Foi A Pequena Sereia que trouxe a chamada Renascença da Casa do Camundongo, gerando mega-sucessos como A Bela e a Fera, que concorreu ao Oscar de Melhor Filme, a primeira vez que uma animação conseguiu esse feito, e, claro, O Rei Leão. E essa revitalização continua até hoje, com diversos outros exemplos da empresa que simplesmente inventou o longa de animação na década de 30, apesar do preconceito reinante à época de Branca de Neve e os Sete Anões, abrindo caminho para diversos outros gênios da animação ao redor do mundo se empolgarem com o processo.

Esse pequeno contexto histórico é importante para compreendermos o quão essencial A Pequena Sereia foi para a Disney e para o cinema de animação. Sem essa demonstração de que o gênero ainda tinha fôlego, é muito provável que nosso presente fosse muito diferente, bem mais pobre, com menos cores e vitalidade.

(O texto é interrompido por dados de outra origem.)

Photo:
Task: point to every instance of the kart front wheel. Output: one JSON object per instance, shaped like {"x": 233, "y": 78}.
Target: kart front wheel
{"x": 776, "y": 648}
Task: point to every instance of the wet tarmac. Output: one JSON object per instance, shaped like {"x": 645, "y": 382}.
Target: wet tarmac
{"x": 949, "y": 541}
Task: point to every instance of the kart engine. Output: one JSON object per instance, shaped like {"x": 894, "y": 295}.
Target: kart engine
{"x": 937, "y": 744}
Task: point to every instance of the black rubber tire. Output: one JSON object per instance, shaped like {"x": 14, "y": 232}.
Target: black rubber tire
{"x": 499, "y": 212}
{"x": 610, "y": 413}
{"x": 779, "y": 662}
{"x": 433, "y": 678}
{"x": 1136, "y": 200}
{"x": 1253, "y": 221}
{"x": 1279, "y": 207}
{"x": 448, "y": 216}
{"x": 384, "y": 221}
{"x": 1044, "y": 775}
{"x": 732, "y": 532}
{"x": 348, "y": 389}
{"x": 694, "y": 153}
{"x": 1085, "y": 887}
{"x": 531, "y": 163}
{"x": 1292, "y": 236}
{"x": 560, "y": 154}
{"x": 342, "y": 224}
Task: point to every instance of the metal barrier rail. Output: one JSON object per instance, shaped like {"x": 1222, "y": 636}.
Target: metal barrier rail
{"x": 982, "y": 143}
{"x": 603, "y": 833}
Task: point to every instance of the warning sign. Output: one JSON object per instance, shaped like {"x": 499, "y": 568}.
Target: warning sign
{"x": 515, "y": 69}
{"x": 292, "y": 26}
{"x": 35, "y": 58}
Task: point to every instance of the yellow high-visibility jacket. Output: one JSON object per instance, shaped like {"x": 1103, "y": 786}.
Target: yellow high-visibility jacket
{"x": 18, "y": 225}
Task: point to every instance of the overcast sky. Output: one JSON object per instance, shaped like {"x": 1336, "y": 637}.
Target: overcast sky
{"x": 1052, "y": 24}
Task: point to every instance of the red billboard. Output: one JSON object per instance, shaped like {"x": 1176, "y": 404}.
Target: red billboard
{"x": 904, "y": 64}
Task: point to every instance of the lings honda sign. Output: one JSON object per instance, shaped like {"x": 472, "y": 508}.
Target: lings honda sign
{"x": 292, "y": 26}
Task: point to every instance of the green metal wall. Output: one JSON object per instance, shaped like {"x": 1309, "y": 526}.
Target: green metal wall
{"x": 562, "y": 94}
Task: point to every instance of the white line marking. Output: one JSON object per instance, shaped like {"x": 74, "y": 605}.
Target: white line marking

Mas, mesmo que a fita não fosse importante historicamente, ela, por si só, merece os maiores aplausos, pois é um dos grande exemplos da animação moderna pré-computação gráfica. Ron Clements e John Musker, que já haviam trabalhado juntos nos ótimos, mas infelizmente esquecidos O Caldeirão Mágico (1985) e As Peripécias do Ratinho Detetive (1986) para a Disney, acertaram em cheio em seu cuidadoso trabalho de adaptação e atualização do famoso conto de Hans Christian Andersen, mantendo a classe do material fonte e, claro, sua relevância narrativa.

Ariel (voz de Jodi Benson) é uma princesa sereia fascinada pelo mundo dos humanos, mas seu pai, o Rei Tritão (Kenneth Mars), proíbe que os seres do fundo do mar tenham contato com os da terra. A jovem se sente prisioneira de um pai tirânico (como todos os jovens alguma vez já se sentiram ou se sentirão) e, depois que salva o príncipe humano Eric (Christopher Daniel Barnes) de um naufrágio, apaixonando-se por ele, é seduzida pelas promessas da vilanesca Úrsula (Pat Carroll), caindo em uma armadilha montada pela bruxa para derrubar Tritão do trono.

A história é bastante linear, mas muito bem estruturada. Nada parece forçado ou arrastado. Ariel, que vive recolhendo e colecionando objetos dos humanos no fundo do mar com seu amigo Linguado, é a jovem sonhadora que, deparando-se com o perigo, resvala no amor de sua vida. Esse magnetismo imediato é manobrado pela bruxa, clássica encarnação do diabo, para desespero de Sebastian (Samuel E. Wright), o siri jamaicano conselheiro do rei e babá a contra-gosto da menina. Suas aventuras no mar e na terra representam, com beleza e propriedade, a busca de aventuras e o amadurecimento de uma jovem, pontilhado de inesquecíveis números musicais Alan Menken e Howard Ashman.

Se já é difícil esquecer de Ariel, com seus olhos enormes brilhantes, que almejam abraçar o mundo com voracidade, o que dizer de seus coadjuvantes, com especial destaque para Sebastian e o trabalho de voz imbatível de Samuel E. Wright. Afinal, fica ao encargo de Wright as melhores canções de Menken e Ashman, como Under the Sea e Kiss the Girl, que invariavelmente tomam de assalto os sentidos e impedem qualquer tentativa de não cantarolar as letras. Em termos de design de personagens, a fita é só triunfo atrás de triunfo, mesclando elementos clássicos como a cidade submarina do rei Tritão, desenhada com toda a pompa e circunstância, passando pelos personagens em si, como a inesquecível Úrsula, que combina o estilo “cantora de blues” com um polvo e suas duas moreias, Flotsam e Jetsam, cada uma com um olho tipo farol, que nos faz lembrar dos crocodilos de Bernardo e Bianca. Tudo é pensado para encantar – e sim, assustar um pouquinho os bem pequenos – e para tirar a obra do lugar-comum.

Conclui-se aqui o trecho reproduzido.